Segundo Lefèbvre (1999, p.70):

[...] a cidade envenena a natureza; a devora recriando-a no imaginário para que essa ilusão de atividade perdure. Assim, a grande cidade não é apenas vícios, poluições, doença. É, sobretudo a segregação que generaliza-se: por classe, bairro, profissão, idade, etnia, sexo. Multidão e Solidão.

Lefèbvre deixa explícita a violência decorrente da transição campo-cidade após a Revolução de 1930. Nesse contexto, o campo é compreendido como um ambiente inferior à

cidade, fato que corrobora para que a antiga relação entre esses ambientes volte a ser como antes. Os papéis se invertiam, trazendo modificações não somente econômicas, mas, sobretudo, sociais, pois aquele que residia no campo e não sobrevivia ao poder dos latifúndios se viu obrigado a fugir para as cidades que o acolheu sem oferecer o que o campo um dia foi capaz. Assim, damos início a um novo processo migratório no país conhecido como êxodo rural.

Segundo Matos e Baeninger (2001, p.17), na década de 1980, houve uma mudança na realidade das migrações.
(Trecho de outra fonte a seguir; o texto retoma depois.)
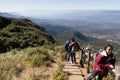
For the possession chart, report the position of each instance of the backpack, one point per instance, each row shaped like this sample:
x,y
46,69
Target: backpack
x,y
73,47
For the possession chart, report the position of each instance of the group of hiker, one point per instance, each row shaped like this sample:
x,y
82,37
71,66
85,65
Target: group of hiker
x,y
104,60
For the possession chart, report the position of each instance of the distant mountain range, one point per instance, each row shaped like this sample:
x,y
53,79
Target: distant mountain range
x,y
22,33
104,24
92,24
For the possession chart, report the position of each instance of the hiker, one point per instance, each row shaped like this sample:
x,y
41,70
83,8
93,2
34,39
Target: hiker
x,y
66,47
73,48
103,63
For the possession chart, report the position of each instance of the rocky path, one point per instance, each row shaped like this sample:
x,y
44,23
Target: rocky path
x,y
74,71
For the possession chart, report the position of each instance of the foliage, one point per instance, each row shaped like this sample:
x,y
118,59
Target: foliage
x,y
59,74
13,63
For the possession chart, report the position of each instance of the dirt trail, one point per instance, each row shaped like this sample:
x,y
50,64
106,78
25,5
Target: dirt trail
x,y
74,71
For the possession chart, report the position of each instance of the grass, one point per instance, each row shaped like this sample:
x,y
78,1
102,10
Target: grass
x,y
15,63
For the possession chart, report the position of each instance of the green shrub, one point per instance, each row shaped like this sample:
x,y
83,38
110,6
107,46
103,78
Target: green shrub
x,y
59,74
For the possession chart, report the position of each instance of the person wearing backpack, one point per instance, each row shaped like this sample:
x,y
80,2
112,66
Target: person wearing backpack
x,y
73,48
103,63
66,47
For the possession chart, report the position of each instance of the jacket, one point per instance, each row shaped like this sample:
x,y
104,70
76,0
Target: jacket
x,y
102,65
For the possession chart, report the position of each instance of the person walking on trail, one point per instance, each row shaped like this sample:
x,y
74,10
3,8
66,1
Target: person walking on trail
x,y
66,47
104,62
73,48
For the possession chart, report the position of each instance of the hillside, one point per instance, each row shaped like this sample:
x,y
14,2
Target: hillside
x,y
21,33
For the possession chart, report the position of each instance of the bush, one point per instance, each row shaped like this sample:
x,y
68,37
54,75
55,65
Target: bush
x,y
59,74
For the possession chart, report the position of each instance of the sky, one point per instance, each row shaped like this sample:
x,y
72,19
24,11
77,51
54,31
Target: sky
x,y
52,5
Segundo os autores, as regiões Nordeste e Centro-Oeste registraram taxas de crescimento da população entre 1,82% e 2,99% ao ano, respectivamente, enquanto a região Sudeste apresentava um crescimento de 1,76% e a região Sul 1,38% ao ano. Os autores especificam que o crescimento da região Nordeste em tal período se deu, especialmente, devido às atividades turísticas da região, ao dinamismo do Pólo Petroquímico de Camaçari e à produção de frutas para exportação.
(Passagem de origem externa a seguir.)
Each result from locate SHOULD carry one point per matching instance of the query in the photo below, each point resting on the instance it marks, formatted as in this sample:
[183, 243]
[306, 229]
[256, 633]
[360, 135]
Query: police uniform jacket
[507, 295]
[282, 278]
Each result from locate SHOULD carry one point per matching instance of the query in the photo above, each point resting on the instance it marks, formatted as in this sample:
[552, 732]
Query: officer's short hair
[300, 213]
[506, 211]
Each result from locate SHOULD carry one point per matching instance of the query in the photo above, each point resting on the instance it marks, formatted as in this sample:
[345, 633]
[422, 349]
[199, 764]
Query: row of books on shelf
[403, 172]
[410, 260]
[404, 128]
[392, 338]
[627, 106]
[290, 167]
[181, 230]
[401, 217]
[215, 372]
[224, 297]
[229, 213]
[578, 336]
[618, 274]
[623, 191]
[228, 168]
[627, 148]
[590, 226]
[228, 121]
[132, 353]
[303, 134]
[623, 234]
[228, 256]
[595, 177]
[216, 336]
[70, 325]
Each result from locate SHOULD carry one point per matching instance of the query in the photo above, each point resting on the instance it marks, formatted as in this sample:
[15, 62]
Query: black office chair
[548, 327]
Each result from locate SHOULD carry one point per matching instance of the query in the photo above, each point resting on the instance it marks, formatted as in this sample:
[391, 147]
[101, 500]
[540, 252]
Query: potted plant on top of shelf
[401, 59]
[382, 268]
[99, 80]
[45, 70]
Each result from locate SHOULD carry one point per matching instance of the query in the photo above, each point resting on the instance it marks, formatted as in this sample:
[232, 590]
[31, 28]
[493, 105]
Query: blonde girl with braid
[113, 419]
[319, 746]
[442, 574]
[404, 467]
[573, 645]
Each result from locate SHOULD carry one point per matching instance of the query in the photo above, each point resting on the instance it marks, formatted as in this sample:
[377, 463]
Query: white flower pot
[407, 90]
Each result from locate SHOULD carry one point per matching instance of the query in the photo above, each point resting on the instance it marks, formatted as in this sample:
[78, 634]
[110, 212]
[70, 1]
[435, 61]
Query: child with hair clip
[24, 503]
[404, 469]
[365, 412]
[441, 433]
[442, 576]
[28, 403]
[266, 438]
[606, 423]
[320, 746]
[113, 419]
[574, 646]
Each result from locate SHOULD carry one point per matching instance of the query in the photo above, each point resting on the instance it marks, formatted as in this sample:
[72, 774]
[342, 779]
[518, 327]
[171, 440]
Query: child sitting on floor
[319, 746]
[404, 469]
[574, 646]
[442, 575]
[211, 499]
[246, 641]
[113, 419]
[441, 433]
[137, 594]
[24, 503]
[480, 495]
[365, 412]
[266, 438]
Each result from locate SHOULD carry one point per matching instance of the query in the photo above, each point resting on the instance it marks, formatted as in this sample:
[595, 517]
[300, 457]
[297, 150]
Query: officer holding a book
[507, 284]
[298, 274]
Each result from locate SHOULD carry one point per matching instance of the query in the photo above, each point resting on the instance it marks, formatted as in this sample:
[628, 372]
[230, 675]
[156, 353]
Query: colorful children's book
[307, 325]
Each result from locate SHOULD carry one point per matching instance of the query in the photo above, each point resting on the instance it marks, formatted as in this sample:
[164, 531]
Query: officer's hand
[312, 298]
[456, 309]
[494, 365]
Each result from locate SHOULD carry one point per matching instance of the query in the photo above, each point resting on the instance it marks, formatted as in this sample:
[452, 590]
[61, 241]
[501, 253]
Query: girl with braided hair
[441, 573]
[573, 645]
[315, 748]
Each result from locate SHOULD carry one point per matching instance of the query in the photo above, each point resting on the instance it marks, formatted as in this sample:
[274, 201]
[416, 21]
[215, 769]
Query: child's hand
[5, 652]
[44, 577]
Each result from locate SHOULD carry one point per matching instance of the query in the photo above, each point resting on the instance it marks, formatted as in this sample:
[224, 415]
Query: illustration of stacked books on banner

Ainda segundo os autores, é importante destacar que a população rural nordestina, na década de 1980, era de 16,7 milhões, quase metade de toda a população rural do Brasil. No entanto, na última década, a região Nordeste passou por transformações econômicas, sociais e demográficas, fato que refletiu em seu decréscimo na população rural e crescimento da taxa de urbanização de 3,55% ao ano contra 2,97% da média nacional. Segundo Matos e Baeninger (2001, p.20), a urbanização do Nordeste, que era de 42% em 1970, passou para 50,5% em 1980 e 60,6% em 1991.